Erdoğan: '2019 Başlangıç Çizgisi Olacak'
AK Parti Yozgat İl Kongresi'nde konuşan Cumhurbaşkanı Erdoğan, '2019 yeni dönemin başlangıç çizgisi olacaktır. AK Parti olarak, önümüzdeki seçimlere, her zamankinden daha büyük bir şevkle, daha büyük bir azimle sarılmak durumundayız. Gücümüzün kaynağı, her zamanki gibi milletimizdir' dedi.
Cumhurbaşkanı Erdoğan konuşmasına 16 Nisan halk oylamasında yüzde 74 oy oranı ile yeni anayasaya “evet” diyen Yozgatlılara teşekkür ederek başladı. Yozgat'ın bir şehitler diyarı olduğunu belirten Cumhurbaşkanı Erdoğan, 34 yılı bulan terörle mücadele döneminde şehrin 298'i asker, 31'i polis olmak üzere tam 329 şehit verdiğini ifade etti. 15 Temmuz gecesi Yozgat'ın sokağa ilk çıkan, meydanı darbecilere bırakmayacağını ilk gösteren şehirlerin başında geldiğini söyleyen Cumhurbaşkanı Erdoğan, o gece Yozgat'ta darbecilerin en küçük faaliyeti olamamasına rağmen Ankara ve İstanbul'da mücadelenin ön saflarında yer alan Yozgatlıların tam 14 şehit verdiğini söyledi. Cumhurbaşkanı Erdoğan, cesaretleri ve kahramanlıklarıyla darbecilere bu ülkeyi ele geçirmenin, bu millete diz çöktürmenin kolay olmadığını gösteren tüm şehitlere Allah'tan rahmet temennisinde bulundu.
“YOZGAT, TARİHİ BOYUNCA ÜLKESİ VE MİLLETİ İÇİN BÜYÜK FEDAKÂRLIKLAR YAPMIŞTIR”
Cumhurbaşkanı Erdoğan Yozgat'ı haritadaki yeri ve tabeladaki nüfusuyla değerlendirmenin yanıltıcı olduğunu, Avrupa'da ve Türkiye'nin muhtelif şehirlerinde en az burası kadar büyük bir Yozgat'ın olduğuna dikkat çekti. Yozgat'ın nüfusunun tabelada 421 bin gözüktüğünü fakat dışarıdaki Yozgatlılarla birlikte bu rakamın çok fazla olduğunu kaydeden Cumhurbaşkanı Erdoğan, bu yüzden Yozgat'ı bu büyüklüğüne uygun bir konumda değerlendirmek gerektiğini belirtti.

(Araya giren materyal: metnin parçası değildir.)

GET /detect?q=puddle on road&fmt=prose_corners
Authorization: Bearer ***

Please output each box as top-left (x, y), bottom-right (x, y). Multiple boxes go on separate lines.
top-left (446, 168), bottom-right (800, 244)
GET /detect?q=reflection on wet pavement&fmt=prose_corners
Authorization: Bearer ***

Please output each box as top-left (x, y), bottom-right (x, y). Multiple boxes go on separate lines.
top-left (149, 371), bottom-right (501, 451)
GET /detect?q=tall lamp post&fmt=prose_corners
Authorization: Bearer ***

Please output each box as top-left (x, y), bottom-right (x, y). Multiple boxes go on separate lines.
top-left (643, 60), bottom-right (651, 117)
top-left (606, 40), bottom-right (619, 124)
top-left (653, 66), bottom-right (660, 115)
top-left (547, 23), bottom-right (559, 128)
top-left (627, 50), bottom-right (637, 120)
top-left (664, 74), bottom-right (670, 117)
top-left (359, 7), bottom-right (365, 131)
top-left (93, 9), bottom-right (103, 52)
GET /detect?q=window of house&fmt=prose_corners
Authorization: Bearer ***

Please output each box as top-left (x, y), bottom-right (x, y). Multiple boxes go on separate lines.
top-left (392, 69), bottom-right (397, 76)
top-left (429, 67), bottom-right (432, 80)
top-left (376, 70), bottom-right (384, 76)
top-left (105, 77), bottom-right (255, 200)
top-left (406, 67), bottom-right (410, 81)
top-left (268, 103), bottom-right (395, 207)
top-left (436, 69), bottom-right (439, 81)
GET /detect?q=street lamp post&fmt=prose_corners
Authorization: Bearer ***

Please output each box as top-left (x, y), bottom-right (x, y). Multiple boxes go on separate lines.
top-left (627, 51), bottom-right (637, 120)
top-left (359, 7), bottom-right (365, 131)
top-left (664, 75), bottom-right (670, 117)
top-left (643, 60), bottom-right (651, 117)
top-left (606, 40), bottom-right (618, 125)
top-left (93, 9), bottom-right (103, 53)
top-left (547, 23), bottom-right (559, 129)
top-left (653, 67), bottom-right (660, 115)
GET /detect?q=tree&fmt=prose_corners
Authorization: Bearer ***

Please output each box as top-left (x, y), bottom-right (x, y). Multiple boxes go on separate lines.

Yozgat'ın tarih boyunca ülkesi ve milleti için büyük fedakârlıklar yaptığını, ama bununla mütenasip bir hizmet alamadığını hatırlatan Cumhurbaşkanı Erdoğan, “Kurtuluş Savaşı yıllarındaki bazı talihsizliklerin faturası Yozgatlıya kesilmiş olacak ki, uzun süre bu şehir kamu hizmeti namına ciddi bir yatırım görmemiştir” dedi. Çanakkale'de ve Kurtuluş Savaşında verilen şehitlere bakıldığı zaman, Yozgat'ın yine ön sıralarda yer aldığını hatırlatan Cumhurbaşkanı Erdoğan, Yozgat üzerindeki bu karabulutu dağıtmak için 15 yıldır gece gündüz çalıştıklarını söyledi.
“YOZGAT'A YAPILACAK HAVALİMANI 2020 YILINDA HİZMETE GİRECEK”
Bugüne kadar 11 milyar liralık yatırımla daha önce kimsenin aklından dahi geçmeyen hizmetleri Yozgat'a getirdiklerini anlatan Cumhurbaşkanı Erdoğan sözlerini şöyle sürdürdü: “Mesela bundan 20 yıl önce Yozgat'a hızlı tren hattı gelecek dense kim inanırdı? İşte inşaatı başladı, şu anda teknik sebeplerden kaynaklanan birtakım gecikmeler olmakla birlikte eninde sonunda bu proje tamamlanacak ve hizmete girecektir. Mesela Yozgat'a havalimanı yapılacak dense kim inanındı? Havalimanımızın şu anda ihalesi yapılmak üzere. İnşaatına bu yıl başlanacak ve inşallah 2020 yılında hizmete girecek. Çekerek, Aydıncık, Alaca tarafından hem havalimanınıza, hem Yozgat'a ulaşımı kolaylaştıracak yeni bir yolun inşası için de şu anda hazırlıklar başladı. Yozgat'la birlikte çevre illere de hitap edecek bu havalimanın özellikle yurt dışındaki kardeşlerimiz için çok büyük kolaylık sağlayacağına inanıyorum.”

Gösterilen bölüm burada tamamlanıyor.